En France, dans le secteur du handball, le salaire moyen mensuel d'un joueur professionnel de première division s'élève à 3 000 euros, certains joueurs ne percevant que le SMIC, tandis que seuls vingt-sept joueurs touchent plus de 5 000 euros.

On l'a bien compris, que vous soyez en société ou en club, vous serez traité différemment avec l'adoption de la proposition de loi Thiriez.

Le sport professionnel est différent parce que l'intérêt des médias, et donc des sponsors, des partenaires privés, est très variable.

Or, en dehors du football, nous avons en France des sports collectifs dans lesquels les joueurs pratiquement professionnels appartiennent à des clubs ayant un statut associatif.

Nier cette réalité, c'est nier la réalité de la diversité qui existe entre les sports.
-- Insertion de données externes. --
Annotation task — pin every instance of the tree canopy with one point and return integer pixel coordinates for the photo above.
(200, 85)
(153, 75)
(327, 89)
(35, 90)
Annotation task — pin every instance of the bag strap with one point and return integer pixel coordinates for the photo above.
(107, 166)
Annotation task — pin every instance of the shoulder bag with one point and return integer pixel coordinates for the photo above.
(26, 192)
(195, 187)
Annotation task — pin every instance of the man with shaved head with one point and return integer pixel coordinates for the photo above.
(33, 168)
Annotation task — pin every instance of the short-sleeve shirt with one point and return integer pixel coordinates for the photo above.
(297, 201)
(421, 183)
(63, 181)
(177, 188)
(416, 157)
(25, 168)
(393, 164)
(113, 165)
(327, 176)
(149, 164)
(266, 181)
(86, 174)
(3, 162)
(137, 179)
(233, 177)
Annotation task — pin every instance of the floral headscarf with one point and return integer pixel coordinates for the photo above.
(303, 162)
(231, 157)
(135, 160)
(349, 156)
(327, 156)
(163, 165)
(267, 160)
La France peut pourtant être fière de ces sportifs qui font souvent résonner la Marseillaise dans les joutes européennes, mondiales, olympiques, et qui drainent, par émulation, des milliers de jeunes pratiquants sur nos stades et dans nos gymnases.

Je pense bien évidemment à nos joueurs de rugby, mais aussi à nos handballeurs qui ont été deux fois champions du monde et une fois champions olympiques - aucun autre sport collectif en France n'a affiché un tel palmarès - et à nos basketteurs.

Je m'en tiendrai à ces trois exemples, qu'a bien voulu prendre M. le rapporteur, où les moissons ont été belles en titres masculins et féminins, mais où les sponsors privés ne sont malheureusement pas toujours au rendez-vous.

En effet, bien que riches de résultats, de personnalités et de licenciés, les clubs vivent essentiellement de subventions publiques et chacun sait, dans cet hémicycle, que les associations dans nos villes comptent des sportifs professionnels.

Si l'article 1er de la présente proposition de loi était adopté en l'état, nous aurions à l'égard des collectivités locales, des sportifs concernés, et donc des règles au sein d'un championnat, des accompagnements différents d'un territoire à l'autre, qui pourraient bouleverser la hiérarchie sportive, laquelle a été construite, souvent pendant de longues années, par les dirigeants des clubs, soutenus par les maires et les présidents de conseil général.

Cet amendement, judicieusement présenté par M. Vallet, permet d'éviter une iniquité territoriale, sans rien enlever d'ailleurs à la proposition de loi telle qu'elle est présentée - je rassure les amoureux du football -, c'est-à-dire sans supprimer les avantages que la proposition de loi Thiriez tente d'apporter au football professionnel, car aucun club de football de ligue 1 n'a une forme associative.

Il nous a été dit que si ces clubs voulaient bénéficier du présent texte, ils n'avaient qu'à se transformer en société anonyme. Or, nous savons, vous et moi, pourquoi ils ne le font pas : n'étant malheureusement pas suffisamment médiatiques, ils ne peuvent pas vivre sans les subventions municipales et départementales, auxquelles ils n'auraient plus droit s'ils adoptaient ce statut.